Kevin Fowler Biography

Kevin Fowler's CD, Chippin' Away. Photo courtesy of Average Joe's Entertainment

Ask Kevin Fowler how’d he’d describe his own music and he doesn’t think twice before responding: "It’s country with a bad attitude. It’s country with an edge. It’s just beer-drinkin’, hell-raisin’, good-time music." That attitude that has made his live shows a mainstay in his home state of Texas carries over to his latest album, Chippin’ Away, which will hit stores August 9, 2011.

And anyone who’s ever been to a Kevin Fowler show knows he does far more than just talk the talk—the man delivers one of the most entertaining, high-energy performances you’re likely to see in country or any other genre, with a hard-ticket base that rivals many gold-selling artists. A blend of in-your-face rockin’ intensity, tongue-in-cheek humor and captivating country storytelling, Kevin’s music has his standing-room-only audiences hanging on every word . . . and singing right along with him. Whether it’s "Beer, Bait and Ammo," "Cheaper to Keep Her," "The Best Mistake I Ever Made," "Don’t Touch My Willie" or any of the other unforgettable tunes that have seen him regularly perched atop the Texas music charts, Kevin’s music is the product of years spent perfecting his craft.

Chippin’ Away shows the progression of an artist and songwriter who not only listens to his audience, he is his audience. Tempo rules on the 11 cuts, beginning with the tone-setting "Beer Money." "Girl In A Truck" is self-explanatory, and a live version of "Knocked Up" is an obvious crowd favorite. ("You got knocked up, and I got locked up; I guess you’d say that we both got screwed.") Muddy water washes cares away in "Big River," and everything he wants is in "That Girl."

"Here’s To Me and You" is a beer-drinking anthem about the love of friends, family and country. About "Hell Yeah, I Like Beer," Kevin confesses: "What more can I say? If you know me, you know that this song is definitely autobiographical." The title cut is one of the few songs Kevin didn’t have a hand in writing. "I thought this song made a great title for the new record because it kind of sums up my career and my life. I just keep on keepin’ on. Just keep on chippin’ away." After a long week, all he can think about is heading south in "Borderline Crazy."

The tempo slows early with the breakup song "I Could Do That With You Gone." "Daddies and Daughters" shows the softest side of Kevin Fowler to date.

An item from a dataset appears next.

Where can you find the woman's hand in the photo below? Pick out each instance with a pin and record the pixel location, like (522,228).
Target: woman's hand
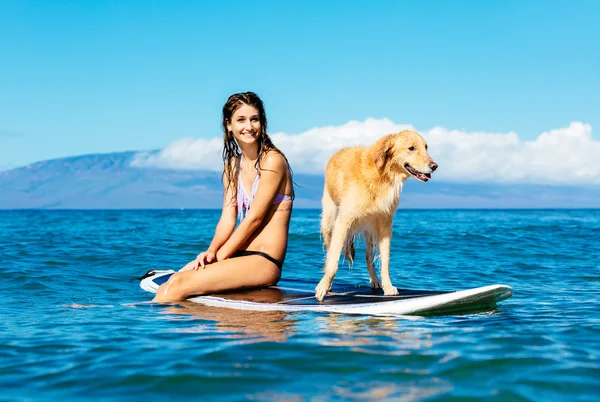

"This song started because I have three daughters. We were songwriting one day out at my ranch with Trent Willmon and Brandon Kinney, who both have daughters too. This song is the result of a conversation we had that day about our girls. I think songs always turn out better when they are about real-life situations that you’ve experienced."

A prolific songwriter, who has had songs cut by the likes of Montgomery Gentry, Mark Chesnutt, George Jones and others, he also partnered with Rhett Akins, Dallas Davidson, Ira Dean, Ben Hayslip, Clint Ingersoll, Shane Minor, David Lee Murphy, Liz Rose and Kim Tribble to write songs for Chippin’ Away.